This code is intended to alleviate manual effort required to manage jobs in a Databricks workspace. The functionality has been designed with specific criteria and the code provided does not currently cover all potential scenarios.
There are two primary functions to this application; authenticate to a Databricks workspace, and then query, delete, and submit jobs in that workspace. Both authentication and job management are read in from JSON files which need to be created or modified prior to executing to application.
Usage:
python job.py --params params.json
The Databricks job definition is based on templates from the jinja2 library. The application will read in each file in the /jobs/
folder and apply the attributes using the appropriate jinja2 template.
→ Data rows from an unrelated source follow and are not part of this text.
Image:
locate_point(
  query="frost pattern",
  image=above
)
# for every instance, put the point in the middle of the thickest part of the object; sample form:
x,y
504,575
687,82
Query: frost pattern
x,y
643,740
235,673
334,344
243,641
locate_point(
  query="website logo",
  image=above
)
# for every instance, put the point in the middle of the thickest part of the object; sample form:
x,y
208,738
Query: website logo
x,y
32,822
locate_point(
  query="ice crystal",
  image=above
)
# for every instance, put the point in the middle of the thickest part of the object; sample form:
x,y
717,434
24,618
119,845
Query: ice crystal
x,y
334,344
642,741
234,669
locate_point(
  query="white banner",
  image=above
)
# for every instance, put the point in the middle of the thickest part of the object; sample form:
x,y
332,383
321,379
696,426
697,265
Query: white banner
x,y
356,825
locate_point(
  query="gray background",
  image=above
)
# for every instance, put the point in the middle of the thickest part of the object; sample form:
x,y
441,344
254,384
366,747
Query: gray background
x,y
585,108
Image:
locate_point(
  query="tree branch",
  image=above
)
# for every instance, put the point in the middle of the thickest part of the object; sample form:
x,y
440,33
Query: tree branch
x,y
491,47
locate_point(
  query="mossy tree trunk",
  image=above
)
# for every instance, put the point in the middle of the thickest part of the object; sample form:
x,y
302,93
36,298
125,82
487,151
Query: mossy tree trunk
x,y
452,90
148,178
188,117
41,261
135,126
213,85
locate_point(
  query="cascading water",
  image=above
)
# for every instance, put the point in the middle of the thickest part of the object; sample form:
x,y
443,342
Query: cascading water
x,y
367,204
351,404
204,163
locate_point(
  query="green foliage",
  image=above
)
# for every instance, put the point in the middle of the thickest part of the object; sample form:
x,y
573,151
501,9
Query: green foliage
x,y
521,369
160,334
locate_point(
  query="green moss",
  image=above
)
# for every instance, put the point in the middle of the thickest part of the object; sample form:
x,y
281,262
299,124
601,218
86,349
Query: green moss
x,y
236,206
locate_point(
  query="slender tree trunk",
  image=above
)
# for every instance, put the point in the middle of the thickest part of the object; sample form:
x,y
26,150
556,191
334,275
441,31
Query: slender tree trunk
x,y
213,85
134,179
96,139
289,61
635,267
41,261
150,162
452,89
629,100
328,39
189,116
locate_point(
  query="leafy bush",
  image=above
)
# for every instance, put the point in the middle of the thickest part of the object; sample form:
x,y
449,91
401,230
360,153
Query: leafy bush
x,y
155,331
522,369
Both files and folders need to be present for the application to function correctly.
The application performs the following operations:
- Read in parameter file
- Acquire authentication token
- Query for existing jobs in the cluster
- Generates list of target jobs to delete and resubmit based on
creator_user_name
- Read in all JSON job definition files from
\jobs\
directory - Delete only jobs which have a name matching a definition in the
\jobs
directory - Create jobs based on defintions in the
\jobs
directory
Jinja2 library information can be found here:
https://pypi.org/project/Jinja2/
The following requirements need to be met in your Azure and Databricks environment before this application will work correctly:
Regardless of authentication approach, the user being authenticated with for this application needs to be added to the Databricks instance.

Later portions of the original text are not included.